Andrew Yarranton the forgotten visionary

Boat rides along the Dudley Canal
Boat rides along the Dudley Canal

Chris Upton reflects on the colourful life of an English pioneer of the waterways.

He has been called England’s first canal engineer, as well as the father of English political economy.

Here was a man who, in the years after the English Civil War, had a vision of the Industrial Revolution a century before it happened. Yet the name of Andrew Yarranton is rarely so much as whispered today.

Now, you might not want to spend the next 10 minutes of your life in the company of a canal engineer and economist.

So let me tempt you with a more dramatic profile. Andrew Yarranton was also a swashbuckling army officer, a fierce republican, a spy (allegedly) and a man as combative as they come.

Yarranton’s sticky end, communicated by the gossipy John Audrey in his Brief Lives, seems to sum up the chap’s life perfectly. “Captain Yarrington,” reported Audrey in 1684, “dyed at London about March last.
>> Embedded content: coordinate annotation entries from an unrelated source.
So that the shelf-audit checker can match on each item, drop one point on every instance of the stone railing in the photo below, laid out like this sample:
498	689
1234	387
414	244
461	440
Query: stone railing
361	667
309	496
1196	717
The cause of his death was a beating and throwne into a tub of water.”

For a pioneering canal engineer, could there be anything more poetic? Andrew Yarranton was born at Astley, just south of Stourport-on-Severn in Worcestershire in 1619, the son of a yeoman farmer. An attempt to apprentice him to a linen-draper in Worcester was unsuccessful, and Yarranton scraped around for a few years, before being swept up in the Civil War, where he rose to the rank of captain.

Yarranton was a Parliamentarian, and was successful enough in the role to merit a bounty of £500 from Parliament for his part in capturing a group of Royalist conspirators in 1648.

With the war over, however, Yarranton began to pursue the two interests that would occupy much of the rest of his life: ironworks and navigable waterways.

He was one of a group of speculators who set up forges at Shelsley and Astley, and at Sudeley in Gloucestershire. With men like Andrew Yarranton and Dud Dudley at the helm, the Midlands was at this time at the forefront of industrial development.

The trouble was, Dudley was a Royalist and Yarranton a Cromwellian, and their lasting internecine rivalry undermined any chance of real progress. In 1673 both men lodged counter-claims over the other’s patent for manufacturing tin plate, and the result was an unproductive stalemate.

The Restoration did nothing to forward Yarranton’s commercial ambitions, of course.

He was twice thrown into prison for “uttering treasonable words against the King and Government”, but the direct evidence against him was slight.

The plots he was said to be involved in were more likely plots by his enemies to get rid of him.

So, at least, claimed Yarranton, and the jury believed him.

And so we move on to Yarranton’s waterways schemes.

“I made it my business,” he wrote in later life, “to survey the three great rivers of England and some small ones; and made two navigable and a third almost completed.”